Saturday, March 09, 2013

Defining those Definitions

Cryptic Crosswords
Part Three

So, last time we looked at Cryptic Crosswords, we examined one of the simpler types of clue, the double definition. We learned that the key to solving them is to identify where to split the clue into its constituent definitions and then try to solve for each one.

I left you with five double-definition clues to try and fill in on our crossword 'One Small Step', today we're going to work through them so, if you haven't already read the other posts on Cryptic Crosswords please do so, as unusually I'm giving answers here for puzzles that were set in a different post - and I don't want to take away your chance to have a go at them.
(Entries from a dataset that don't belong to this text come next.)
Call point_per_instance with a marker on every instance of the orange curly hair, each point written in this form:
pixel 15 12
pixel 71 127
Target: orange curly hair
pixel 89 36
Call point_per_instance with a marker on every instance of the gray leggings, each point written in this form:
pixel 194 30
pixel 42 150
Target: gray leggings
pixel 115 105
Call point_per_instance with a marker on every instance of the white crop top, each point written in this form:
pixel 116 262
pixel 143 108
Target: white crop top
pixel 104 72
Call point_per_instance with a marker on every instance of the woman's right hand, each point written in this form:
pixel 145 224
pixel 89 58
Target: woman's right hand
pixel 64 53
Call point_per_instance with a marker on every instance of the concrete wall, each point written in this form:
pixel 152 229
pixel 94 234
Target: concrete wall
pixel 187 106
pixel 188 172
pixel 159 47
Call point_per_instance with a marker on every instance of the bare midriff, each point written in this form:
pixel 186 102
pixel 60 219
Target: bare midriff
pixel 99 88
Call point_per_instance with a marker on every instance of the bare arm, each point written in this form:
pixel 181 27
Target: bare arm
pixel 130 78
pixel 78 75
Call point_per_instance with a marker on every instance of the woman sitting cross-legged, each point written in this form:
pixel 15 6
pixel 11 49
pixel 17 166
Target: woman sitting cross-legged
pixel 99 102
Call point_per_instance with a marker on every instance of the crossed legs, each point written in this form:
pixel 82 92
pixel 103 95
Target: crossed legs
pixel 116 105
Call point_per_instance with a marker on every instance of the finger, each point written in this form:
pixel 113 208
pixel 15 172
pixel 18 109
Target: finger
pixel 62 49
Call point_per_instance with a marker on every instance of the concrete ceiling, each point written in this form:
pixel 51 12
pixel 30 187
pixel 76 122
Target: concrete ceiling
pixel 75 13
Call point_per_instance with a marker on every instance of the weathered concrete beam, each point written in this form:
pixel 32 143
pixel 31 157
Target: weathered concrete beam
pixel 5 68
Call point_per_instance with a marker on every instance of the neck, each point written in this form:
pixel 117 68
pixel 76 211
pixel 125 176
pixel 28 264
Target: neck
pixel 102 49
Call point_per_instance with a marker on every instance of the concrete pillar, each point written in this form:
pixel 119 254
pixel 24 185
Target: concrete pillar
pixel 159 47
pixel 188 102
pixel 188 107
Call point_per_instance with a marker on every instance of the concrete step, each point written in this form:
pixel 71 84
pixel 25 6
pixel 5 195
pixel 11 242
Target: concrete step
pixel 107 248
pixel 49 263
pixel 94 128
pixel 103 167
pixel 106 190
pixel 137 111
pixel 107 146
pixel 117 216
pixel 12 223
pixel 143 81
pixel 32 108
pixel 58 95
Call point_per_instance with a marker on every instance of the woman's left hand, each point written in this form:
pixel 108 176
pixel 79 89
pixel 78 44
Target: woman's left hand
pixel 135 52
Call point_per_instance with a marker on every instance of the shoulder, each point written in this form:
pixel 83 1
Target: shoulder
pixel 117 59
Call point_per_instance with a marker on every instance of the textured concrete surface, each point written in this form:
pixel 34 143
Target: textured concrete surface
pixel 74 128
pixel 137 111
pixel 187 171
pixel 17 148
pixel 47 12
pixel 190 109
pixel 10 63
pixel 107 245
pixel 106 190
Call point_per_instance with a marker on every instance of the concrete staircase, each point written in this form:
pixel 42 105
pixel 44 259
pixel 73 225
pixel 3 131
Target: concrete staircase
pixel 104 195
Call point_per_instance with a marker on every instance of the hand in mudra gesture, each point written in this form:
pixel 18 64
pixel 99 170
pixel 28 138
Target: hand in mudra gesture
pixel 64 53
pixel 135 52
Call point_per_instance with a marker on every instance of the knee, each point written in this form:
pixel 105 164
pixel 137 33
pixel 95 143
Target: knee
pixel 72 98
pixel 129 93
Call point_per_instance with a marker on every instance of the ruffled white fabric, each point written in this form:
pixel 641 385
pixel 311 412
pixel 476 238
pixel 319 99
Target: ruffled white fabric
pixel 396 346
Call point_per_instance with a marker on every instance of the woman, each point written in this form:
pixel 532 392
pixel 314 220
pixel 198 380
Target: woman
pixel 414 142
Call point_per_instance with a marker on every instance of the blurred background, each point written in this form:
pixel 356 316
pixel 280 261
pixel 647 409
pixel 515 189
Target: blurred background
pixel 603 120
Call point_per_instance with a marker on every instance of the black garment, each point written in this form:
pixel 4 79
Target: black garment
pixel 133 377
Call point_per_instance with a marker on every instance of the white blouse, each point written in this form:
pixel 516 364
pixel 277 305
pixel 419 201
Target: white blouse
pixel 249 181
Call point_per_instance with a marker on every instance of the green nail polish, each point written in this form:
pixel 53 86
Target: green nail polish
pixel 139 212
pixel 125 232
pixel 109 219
1 Across. Detect smell (5)

So, this at least should have been an easy clue to find the split for, with only two words there cannot be any link-words and therefore each definition must be a single word. Always remember to try not to think of the clue as a whole, but as two separate units.

Detect Smell

It looks like we should be looking for a word for 'a smell' like 'scent' or 'aroma' but here we are actually looking for a word which means 'to smell' this is a common trick of crossword solvers. Don't forget to consider whether a word might change from a noun to a verb or adjective once it's removed from the context of the clue and taken in isolation. 

A word which means 'to detect' is 'sense', and 'to smell' something is to 'sense' it with you nose.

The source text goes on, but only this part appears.